Treating sarcopenia remains a challenge, and nutritional interventions present promising approaches. We summarize the effects of leucine supplementation in treating older individuals with sarcopenia associated with aging or to specific disorders, and we focus on the effect of leucine supplementation on various sarcopenia criteria, e.g., muscular strength, lean mass, and physical performance. 

  • leucine
  • sarcopenia
  • muscular mass
  • muscular strength
  • elderly

1. Introduction

Sarcopenia is defined as a progressive loss of muscle mass, strength, and function [1][2]. From a physiological point view, sarcopenia starts in the fifth decade of life and at a population level, proceeds at a rate of ∼ 0.8% annually. In fact, the decrease in skeletal muscle strength induced by sarcopenia, known as dynapenia, is even more precipitous, occurring at an annual rate of ∼ 2–3% [2][3] and it is estimated that more than 20% of adults aged over 65 years, and over 50% of those aged at least 80 years are sarcopenic [4]. In some pathological conditions such as liver cirrhosis [5], chronic obstructive pulmonary disease [6][7], and diabetes [8], sarcopenia can appear earlier and its progression occurs more quickly. Several studies report that the most sarcopenic individuals are at an increased risk of developing severe sarcopenia-related complications, such as an increased risk of falls [9][10], frailty [11], disability [12], and type-II diabetes [13][14], which all have a negative impact on their quality of life and premature mortality.
Within the framework of the Third National Health and Nutrition Examination Survey, Srikanthan and Karlamangla [12] have demonstrated that muscle mass is a predictor of longevity when taking into account the all-cause mortality in North American adults (aged over 55 or 65 years for men and women, respectively). One of the main ways in which sarcopenia contributes to the disease is that it alters muscular turnover and metabolism [15][16]. Moreover, older adults exhibit a decreased anabolic response to protein feeding [17][18], which is a mechanism underpinning the loss of muscle mass in sarcopenic individuals.

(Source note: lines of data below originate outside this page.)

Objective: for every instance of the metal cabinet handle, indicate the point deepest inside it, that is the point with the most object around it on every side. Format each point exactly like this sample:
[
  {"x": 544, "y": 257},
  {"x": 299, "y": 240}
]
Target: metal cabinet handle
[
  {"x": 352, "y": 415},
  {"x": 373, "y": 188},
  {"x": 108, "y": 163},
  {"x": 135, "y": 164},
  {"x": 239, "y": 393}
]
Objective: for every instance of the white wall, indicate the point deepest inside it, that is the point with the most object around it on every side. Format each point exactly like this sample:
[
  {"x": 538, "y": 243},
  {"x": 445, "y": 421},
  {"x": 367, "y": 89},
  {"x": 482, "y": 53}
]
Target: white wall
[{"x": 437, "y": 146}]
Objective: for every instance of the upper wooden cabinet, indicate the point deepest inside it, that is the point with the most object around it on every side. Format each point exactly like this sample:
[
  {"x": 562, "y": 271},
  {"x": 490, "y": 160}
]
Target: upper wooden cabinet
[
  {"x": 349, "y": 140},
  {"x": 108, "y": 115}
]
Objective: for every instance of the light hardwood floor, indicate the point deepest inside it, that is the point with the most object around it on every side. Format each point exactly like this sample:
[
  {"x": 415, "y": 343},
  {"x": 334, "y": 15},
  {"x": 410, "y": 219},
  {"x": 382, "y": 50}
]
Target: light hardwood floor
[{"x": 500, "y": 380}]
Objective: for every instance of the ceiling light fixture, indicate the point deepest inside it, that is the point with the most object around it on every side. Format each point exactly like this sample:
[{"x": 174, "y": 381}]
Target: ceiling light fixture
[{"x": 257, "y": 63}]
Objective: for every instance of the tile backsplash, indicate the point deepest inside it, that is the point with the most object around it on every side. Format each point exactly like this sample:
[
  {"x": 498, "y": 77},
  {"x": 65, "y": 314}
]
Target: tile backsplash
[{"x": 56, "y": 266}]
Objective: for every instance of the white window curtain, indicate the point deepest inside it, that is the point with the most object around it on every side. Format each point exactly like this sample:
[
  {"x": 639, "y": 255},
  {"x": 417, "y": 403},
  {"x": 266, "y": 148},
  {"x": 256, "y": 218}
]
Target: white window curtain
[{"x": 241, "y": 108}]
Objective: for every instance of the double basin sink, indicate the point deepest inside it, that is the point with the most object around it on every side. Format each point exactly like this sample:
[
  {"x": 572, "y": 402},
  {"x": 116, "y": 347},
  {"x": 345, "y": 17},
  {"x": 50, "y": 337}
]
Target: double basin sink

Compared to younger adults, those aged over 65 years required ∼ 70% more protein per meal to maximally stimulate muscle protein synthesis [19]. Furthermore, at a global level, only 40% of older adults meet the recommended daily allowance for protein (0.8 g·kg−1·d−1) and 10% of older women do not even meet the estimated average requirement of 0.66 g protein·kg−1·d−1 [20][21].
One strategy to increase the muscle protein synthesis that has been investigated is the supplementation of diets with leucine, an essential branched-chain amino acid with important regulatory actions in muscles, which are at least partially mediated by the mammalian target of the rapamycin pathway [22]. Leucine modifies protein turnover in skeletal muscles, by decreasing proteolysis and by increasing protein synthesis. Physiological research reports have shown that leucine can enhance muscle protein-synthesis [23][24][25][26]. Furthermore, leucine can stimulate insulin release by pancreatic cells [27], showing that besides its beneficial effect in enhancing skeletal muscle glucose uptake, it is also an important anabolic signal in skeletal muscle.
Based on the above, administration of leucine-containing supplements is therefore a promising approach for treating sarcopenia. We took a systematic approach to analysing the current scientific evidence in this area, and to ascertaining whether the administration of leucine-containing supplements is effective in the treatment of sarcopenia. We also included interventions that used whey protein as a supplement, because these contain large amounts of leucine (approximately 13 g leucine/100 g protein [28]) and the consumption of whey protein appears to be the most effective at increasing muscle protein synthesis [29].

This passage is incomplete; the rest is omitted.